[Studio] Optimize FindLoopNoAcc

takahiro0327 commented 6 months ago

Slightly optimized FindLoopNoAcc. Loading large scenes, which used to take 95 seconds, is now 90 seconds. Please merge if it looks OK.

The optimization I have implemented is simple, it records the path where the object was found in a previous query and searches that path the next time there is a query with the same name.

About 30% of the queries fall into this category and are accelerated. Seventy percent of the queries return null.

In addition, I added the ability to output the scene loading time to the log.

[Info   :Studio Optimizations] Scene Loaded: 87.10[s]

takahiro0327 commented 6 months ago

In fact, this change may not be as fast. Disturbance factors are more significant. On average, I'd expect a 1-3 second reduction versus a 90s load time.

ManlyMarco commented 6 months ago

In fact, this change may not be as fast. Disturbance factors are more significant. On average, I'd expect a 1-3 second reduction versus a 90s load time.

Would caching the results maybe be worthwhile? It could help if there are many repeated calls on the same Transform, maybe cache all child transforms in that case and re-check only if there is no match found in cache? I think I did something similar to this in a different plugin, maybe ABMX (edit: here).
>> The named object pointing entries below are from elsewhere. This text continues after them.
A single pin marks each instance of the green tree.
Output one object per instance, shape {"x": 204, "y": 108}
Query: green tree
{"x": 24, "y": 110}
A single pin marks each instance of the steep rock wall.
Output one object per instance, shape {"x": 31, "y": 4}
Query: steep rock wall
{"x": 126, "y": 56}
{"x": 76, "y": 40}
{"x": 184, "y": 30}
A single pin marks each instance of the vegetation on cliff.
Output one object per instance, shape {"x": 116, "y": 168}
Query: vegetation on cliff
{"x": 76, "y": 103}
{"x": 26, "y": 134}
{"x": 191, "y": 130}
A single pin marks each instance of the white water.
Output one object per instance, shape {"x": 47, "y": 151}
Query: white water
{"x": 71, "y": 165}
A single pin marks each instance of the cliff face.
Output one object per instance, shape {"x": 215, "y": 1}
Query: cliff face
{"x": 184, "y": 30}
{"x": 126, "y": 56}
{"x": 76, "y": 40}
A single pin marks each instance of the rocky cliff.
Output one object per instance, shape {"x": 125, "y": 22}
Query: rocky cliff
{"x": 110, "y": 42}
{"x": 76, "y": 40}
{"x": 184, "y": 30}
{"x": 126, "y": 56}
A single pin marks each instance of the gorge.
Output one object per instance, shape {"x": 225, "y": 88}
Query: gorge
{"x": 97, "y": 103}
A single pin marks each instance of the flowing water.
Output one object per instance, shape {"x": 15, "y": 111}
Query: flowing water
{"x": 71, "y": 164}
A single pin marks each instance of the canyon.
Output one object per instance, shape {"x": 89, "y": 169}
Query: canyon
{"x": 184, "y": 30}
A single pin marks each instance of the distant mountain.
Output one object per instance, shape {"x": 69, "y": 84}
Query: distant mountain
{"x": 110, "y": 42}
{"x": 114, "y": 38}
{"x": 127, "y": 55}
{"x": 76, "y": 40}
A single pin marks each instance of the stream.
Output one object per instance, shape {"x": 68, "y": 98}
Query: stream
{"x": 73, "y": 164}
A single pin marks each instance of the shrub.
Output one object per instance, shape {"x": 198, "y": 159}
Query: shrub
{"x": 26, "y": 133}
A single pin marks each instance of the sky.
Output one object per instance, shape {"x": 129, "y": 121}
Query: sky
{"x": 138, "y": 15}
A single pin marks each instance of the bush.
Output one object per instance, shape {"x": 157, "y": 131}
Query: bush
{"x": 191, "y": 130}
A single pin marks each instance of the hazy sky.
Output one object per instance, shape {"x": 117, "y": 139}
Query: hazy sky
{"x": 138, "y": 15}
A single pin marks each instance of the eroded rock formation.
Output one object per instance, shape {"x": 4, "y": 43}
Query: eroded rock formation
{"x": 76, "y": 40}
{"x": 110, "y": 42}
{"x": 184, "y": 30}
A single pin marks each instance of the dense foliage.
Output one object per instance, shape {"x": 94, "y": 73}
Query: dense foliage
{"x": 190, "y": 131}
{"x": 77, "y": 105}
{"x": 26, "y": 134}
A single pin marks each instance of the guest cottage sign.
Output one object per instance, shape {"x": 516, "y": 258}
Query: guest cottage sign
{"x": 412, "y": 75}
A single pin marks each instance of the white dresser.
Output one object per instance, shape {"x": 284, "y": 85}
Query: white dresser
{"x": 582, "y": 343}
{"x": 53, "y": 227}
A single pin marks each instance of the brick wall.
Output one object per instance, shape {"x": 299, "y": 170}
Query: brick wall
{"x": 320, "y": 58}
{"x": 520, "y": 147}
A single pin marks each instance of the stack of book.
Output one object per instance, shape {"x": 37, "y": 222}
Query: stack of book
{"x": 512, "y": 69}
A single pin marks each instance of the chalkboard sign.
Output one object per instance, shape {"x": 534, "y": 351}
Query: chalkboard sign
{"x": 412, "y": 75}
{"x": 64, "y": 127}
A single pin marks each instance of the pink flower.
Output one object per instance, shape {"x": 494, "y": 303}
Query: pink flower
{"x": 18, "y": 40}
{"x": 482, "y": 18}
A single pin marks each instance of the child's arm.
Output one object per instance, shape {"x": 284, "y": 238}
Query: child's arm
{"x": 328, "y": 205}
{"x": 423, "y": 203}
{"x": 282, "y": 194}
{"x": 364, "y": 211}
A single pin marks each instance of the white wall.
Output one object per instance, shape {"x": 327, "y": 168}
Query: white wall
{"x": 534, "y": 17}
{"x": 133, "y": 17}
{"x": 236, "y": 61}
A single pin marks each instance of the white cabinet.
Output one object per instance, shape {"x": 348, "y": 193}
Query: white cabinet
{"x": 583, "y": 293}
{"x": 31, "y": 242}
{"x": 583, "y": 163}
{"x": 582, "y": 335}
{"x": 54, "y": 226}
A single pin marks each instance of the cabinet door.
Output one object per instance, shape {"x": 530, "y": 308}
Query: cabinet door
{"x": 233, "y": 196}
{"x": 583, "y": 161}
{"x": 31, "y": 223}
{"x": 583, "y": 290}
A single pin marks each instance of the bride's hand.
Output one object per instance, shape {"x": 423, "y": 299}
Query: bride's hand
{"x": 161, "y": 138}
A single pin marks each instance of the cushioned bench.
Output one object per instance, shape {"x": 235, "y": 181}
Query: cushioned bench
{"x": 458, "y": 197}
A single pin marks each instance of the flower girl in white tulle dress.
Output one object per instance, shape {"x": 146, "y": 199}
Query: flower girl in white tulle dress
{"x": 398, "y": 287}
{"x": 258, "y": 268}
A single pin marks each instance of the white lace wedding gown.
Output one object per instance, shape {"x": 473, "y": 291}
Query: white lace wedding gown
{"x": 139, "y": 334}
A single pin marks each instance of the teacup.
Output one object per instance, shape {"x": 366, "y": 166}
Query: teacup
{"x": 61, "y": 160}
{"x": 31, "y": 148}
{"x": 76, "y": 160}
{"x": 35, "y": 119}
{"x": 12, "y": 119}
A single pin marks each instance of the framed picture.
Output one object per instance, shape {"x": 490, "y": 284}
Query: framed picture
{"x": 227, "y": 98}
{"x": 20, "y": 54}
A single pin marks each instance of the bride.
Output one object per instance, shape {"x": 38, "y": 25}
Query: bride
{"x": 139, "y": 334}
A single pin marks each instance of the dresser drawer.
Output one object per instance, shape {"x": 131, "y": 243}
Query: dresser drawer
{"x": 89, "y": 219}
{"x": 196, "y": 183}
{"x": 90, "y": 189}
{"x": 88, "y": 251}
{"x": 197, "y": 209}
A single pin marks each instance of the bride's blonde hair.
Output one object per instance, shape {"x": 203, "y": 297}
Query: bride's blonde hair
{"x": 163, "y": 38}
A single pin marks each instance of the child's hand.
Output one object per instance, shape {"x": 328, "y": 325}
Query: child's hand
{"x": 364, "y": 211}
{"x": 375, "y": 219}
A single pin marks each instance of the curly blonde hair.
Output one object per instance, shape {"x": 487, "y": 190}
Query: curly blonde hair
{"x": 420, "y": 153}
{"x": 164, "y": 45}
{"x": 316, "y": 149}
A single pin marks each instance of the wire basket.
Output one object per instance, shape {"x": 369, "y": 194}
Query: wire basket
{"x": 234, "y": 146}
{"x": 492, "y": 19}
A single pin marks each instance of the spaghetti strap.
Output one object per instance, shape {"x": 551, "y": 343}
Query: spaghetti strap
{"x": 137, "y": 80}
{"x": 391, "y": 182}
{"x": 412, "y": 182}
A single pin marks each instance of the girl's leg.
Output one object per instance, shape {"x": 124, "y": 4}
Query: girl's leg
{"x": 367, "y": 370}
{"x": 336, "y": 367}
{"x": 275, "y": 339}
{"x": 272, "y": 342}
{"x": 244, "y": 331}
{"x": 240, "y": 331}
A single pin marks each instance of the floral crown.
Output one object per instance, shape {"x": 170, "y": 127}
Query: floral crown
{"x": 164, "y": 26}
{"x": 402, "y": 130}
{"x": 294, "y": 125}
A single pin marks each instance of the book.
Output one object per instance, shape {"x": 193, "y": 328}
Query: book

takahiro0327 commented 6 months ago

Thanks for the review. No, I also tried caching the child transforms. But stopped because it was slightly slower.

Dictionary<string,GameObject> _nameToGObj;

There are more queries that return null because no object is found than queries that do not. Therefore, it would have been faster if child transforms could be cached and non-existent transforms could be determined faster. But it did not. There are probably a lot of unrelated child objects mixed in with the query. I think the cost of recording all those children is too high.
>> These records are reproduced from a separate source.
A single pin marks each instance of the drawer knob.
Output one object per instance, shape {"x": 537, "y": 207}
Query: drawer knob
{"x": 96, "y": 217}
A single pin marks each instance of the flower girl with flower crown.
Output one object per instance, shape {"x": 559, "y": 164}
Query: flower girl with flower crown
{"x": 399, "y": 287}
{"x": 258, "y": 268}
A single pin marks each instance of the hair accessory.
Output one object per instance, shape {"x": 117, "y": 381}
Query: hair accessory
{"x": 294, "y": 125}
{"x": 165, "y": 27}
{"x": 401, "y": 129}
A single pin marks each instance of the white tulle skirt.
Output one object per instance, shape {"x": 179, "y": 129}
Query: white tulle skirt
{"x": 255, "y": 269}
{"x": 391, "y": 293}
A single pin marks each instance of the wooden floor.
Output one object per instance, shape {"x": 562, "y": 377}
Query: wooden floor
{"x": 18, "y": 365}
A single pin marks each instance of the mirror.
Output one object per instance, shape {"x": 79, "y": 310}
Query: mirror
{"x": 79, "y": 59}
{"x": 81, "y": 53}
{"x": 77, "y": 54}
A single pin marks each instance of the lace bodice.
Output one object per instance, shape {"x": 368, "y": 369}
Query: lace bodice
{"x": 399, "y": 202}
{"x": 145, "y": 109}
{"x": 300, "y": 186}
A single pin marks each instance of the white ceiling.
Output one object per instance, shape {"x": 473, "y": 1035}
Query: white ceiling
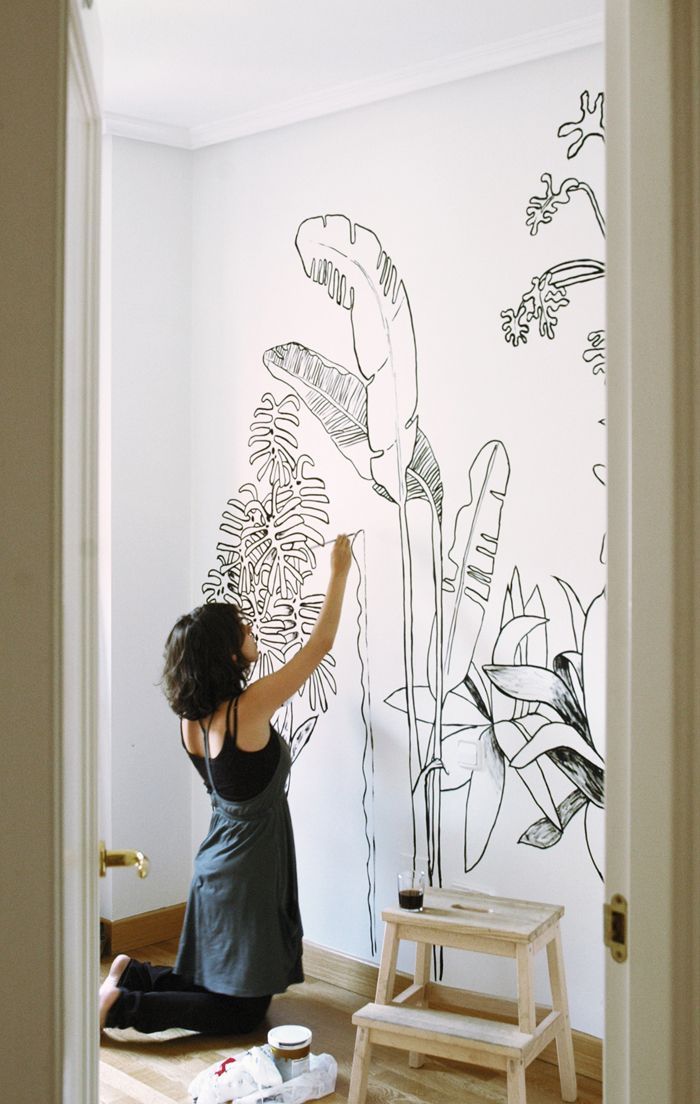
{"x": 234, "y": 65}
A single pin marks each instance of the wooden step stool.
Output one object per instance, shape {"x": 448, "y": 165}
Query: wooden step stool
{"x": 468, "y": 922}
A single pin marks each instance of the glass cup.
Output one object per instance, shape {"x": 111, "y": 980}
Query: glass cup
{"x": 411, "y": 890}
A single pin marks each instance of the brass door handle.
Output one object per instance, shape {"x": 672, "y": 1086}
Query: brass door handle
{"x": 123, "y": 859}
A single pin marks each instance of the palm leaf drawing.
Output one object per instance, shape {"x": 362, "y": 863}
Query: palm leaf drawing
{"x": 472, "y": 554}
{"x": 349, "y": 261}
My method is caching the paths. I think the nice thing about this method is that the cached path may work for another transform search.

takahiro0327 commented 6 months ago

I've come up with an idea to speed up Find a bit, so I'm going to experiment with it.

takahiro0327 commented 6 months ago

Please review with this.

I've tried to keep the scanning progress on multiple queries. Maybe it is faster.

Searches for the same name were about twice per character. The cache in trasform is of relatively low value. The first search would register in the cache, the second search would match the cache. That's it.

The number of offspring varied by trasform: there were trasforms with 700 children and others with 70-90 children. I think the reason it was slower when I tried it before is that caching the children in the 700 one would cost more to add to the table.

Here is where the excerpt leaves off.